Brisken en zijn collega's gebruikten de VLBA om nauwkeurige metingen te verrichten van de luchtpositie van PSR B0656 + 14 van 2000 tot 2002. Ze waren in staat om de kleine verschuiving in de schijnbare positie van het object te detecteren, gezien vanaf tegenovergestelde zijden van de baan van de aarde rond de zon. Dit effect, parallax genaamd, zorgt voor een directe afstandsmeting.

"Onze metingen toonden aan dat de pulsar ongeveer 950 lichtjaar van de aarde verwijderd is, in wezen dezelfde afstand als het supernovarest," zei Steve Thorsett van de Universiteit van Californië, Santa Cruz. "Dat betekent dat de twee vrijwel zeker zijn gemaakt door dezelfde supernova-explosie", voegde hij eraan toe.

Met dat probleem opgelost. de astronomen gingen toen over tot het bestuderen van de neutronenster van de pulsar zelf. Met behulp van verschillende gegevens van verschillende telescopen en gewapend met de nieuwe afstandsmeting, bepaalden ze dat de neutronenster tussen de 16 en 25 mijl in diameter is. In zo'n klein formaat heeft het een massa die ongeveer gelijk is aan die van de zon.

Het volgende resultaat van het leren van de werkelijke afstand van de pulsar was om een ​​mogelijk antwoord te geven op een al lang bestaande vraag over kosmische straling. Kosmische stralen zijn subatomaire deeltjes of atoomkernen die worden versneld tot bijna de lichtsnelheid. Van schokgolven in supernovaresten wordt aangenomen dat ze verantwoordelijk zijn voor het versnellen van veel van deze deeltjes.

Wetenschappers kunnen de energie van kosmische straling meten en hadden een overmaat aan dergelijke stralen opgemerkt in een specifiek energiebereik. Sommige onderzoekers hadden gesuggereerd dat het overschot afkomstig zou kunnen zijn van een enkel supernova-overblijfsel op ongeveer 1000 lichtjaar afstand waarvan de supernova-explosie ongeveer 100.000 jaar geleden was. Het belangrijkste probleem met deze suggestie was dat er geen aanvaarde kandidaat was voor een dergelijke bron.

"Onze meting plaatst PSR B0656 + 14 en de Monogem-ring nu precies op de juiste plaats en op precies de juiste leeftijd om de bron te zijn van dit teveel aan kosmische straling", zei Brisken.
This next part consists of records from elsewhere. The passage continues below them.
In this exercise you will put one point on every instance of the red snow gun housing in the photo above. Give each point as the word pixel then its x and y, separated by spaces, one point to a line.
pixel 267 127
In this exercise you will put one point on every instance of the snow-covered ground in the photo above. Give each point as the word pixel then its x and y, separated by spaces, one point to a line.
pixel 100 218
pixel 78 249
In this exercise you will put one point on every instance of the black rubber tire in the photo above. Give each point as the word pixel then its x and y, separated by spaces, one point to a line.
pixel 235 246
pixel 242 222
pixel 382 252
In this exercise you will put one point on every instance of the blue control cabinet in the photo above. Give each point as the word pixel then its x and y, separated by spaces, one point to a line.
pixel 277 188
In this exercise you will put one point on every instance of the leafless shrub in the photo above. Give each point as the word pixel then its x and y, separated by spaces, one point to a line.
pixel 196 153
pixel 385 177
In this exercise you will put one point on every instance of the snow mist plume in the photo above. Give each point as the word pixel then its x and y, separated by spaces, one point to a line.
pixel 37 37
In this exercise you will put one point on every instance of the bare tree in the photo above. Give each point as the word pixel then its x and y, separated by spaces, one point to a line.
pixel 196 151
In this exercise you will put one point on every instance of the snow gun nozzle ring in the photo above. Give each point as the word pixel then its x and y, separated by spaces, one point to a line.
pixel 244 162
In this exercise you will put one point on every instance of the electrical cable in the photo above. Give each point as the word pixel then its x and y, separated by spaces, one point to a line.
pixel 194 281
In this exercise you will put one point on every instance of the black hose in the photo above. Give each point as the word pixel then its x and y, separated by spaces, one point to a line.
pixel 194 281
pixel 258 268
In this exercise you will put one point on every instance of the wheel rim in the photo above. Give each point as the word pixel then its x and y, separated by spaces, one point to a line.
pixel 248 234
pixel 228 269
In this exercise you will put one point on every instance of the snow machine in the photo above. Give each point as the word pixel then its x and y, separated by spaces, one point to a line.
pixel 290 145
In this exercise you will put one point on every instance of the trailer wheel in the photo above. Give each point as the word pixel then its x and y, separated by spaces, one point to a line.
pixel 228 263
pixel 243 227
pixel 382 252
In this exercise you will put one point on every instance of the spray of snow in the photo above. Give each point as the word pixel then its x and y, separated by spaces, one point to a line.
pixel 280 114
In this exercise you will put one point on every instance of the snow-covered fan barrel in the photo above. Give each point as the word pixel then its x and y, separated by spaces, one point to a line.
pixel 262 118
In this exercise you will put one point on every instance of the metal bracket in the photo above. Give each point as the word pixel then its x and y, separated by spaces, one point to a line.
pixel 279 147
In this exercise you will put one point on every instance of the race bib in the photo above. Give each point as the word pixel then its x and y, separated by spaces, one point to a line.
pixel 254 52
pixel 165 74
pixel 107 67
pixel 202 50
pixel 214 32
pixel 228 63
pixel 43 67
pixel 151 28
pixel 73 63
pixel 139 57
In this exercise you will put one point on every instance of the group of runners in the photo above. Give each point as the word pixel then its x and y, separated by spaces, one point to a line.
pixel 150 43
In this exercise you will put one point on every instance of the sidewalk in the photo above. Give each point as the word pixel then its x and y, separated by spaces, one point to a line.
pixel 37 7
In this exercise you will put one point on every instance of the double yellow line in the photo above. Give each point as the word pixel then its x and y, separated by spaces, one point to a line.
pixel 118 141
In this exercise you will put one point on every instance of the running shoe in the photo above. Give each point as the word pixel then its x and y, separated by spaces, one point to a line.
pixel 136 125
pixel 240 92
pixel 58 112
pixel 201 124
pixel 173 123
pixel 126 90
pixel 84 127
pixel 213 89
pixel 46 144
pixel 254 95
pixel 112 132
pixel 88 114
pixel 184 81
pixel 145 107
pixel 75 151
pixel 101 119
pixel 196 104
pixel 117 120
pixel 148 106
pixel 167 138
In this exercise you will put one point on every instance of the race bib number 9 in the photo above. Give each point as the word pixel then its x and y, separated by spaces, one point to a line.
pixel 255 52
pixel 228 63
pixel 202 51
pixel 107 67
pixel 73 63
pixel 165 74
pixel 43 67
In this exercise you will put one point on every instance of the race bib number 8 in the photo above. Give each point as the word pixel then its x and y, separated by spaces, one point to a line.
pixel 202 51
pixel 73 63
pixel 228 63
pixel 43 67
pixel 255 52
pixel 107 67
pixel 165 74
Met het vermogen van de VLBA, een van de telescopen van de NRAO, om uiterst nauwkeurige positiemetingen uit te voeren, verwachten de astronomen de nauwkeurigheid van hun afstandsbepaling nog verder te verbeteren.

'Deze pulsar wordt een fascinerend laboratorium voor het bestuderen van astrofysica en kernfysica', zei Thorsett.

Naast Brisken en Thorsett bestaat het team van astronomen uit Aaron Golden van de National University of Ireland, Robert Benjamin van de University of Wisconsin en Miller Goss van NRAO. De wetenschappers rapporteren hun resultaten in artikelen die in augustus verschijnen in de Astrophysical Journal Letters.

De VLBA is een continentaal systeem van tien radiotelescoopantennes, variërend van Hawaï in het westen tot de Amerikaanse Maagdeneilanden in het oosten, en biedt het grootste oplossend vermogen of vermogen om fijne details te zien in de astronomie. Opgedragen in 1993, wordt de VLBA beheerd vanuit het Array Operations Center van de NRAO in Socorro, New Mexico.

De National Radio Astronomy Observatory is een faciliteit van de National Science Foundation en wordt beheerd in samenwerking met Associated Universities, Inc.

Oorspronkelijke bron: NRAO-persbericht

Pin
Send
Share
Send

Bekijk de video: Natuurkundeles Stralingsvermogen en afstand van sterren (November 2024).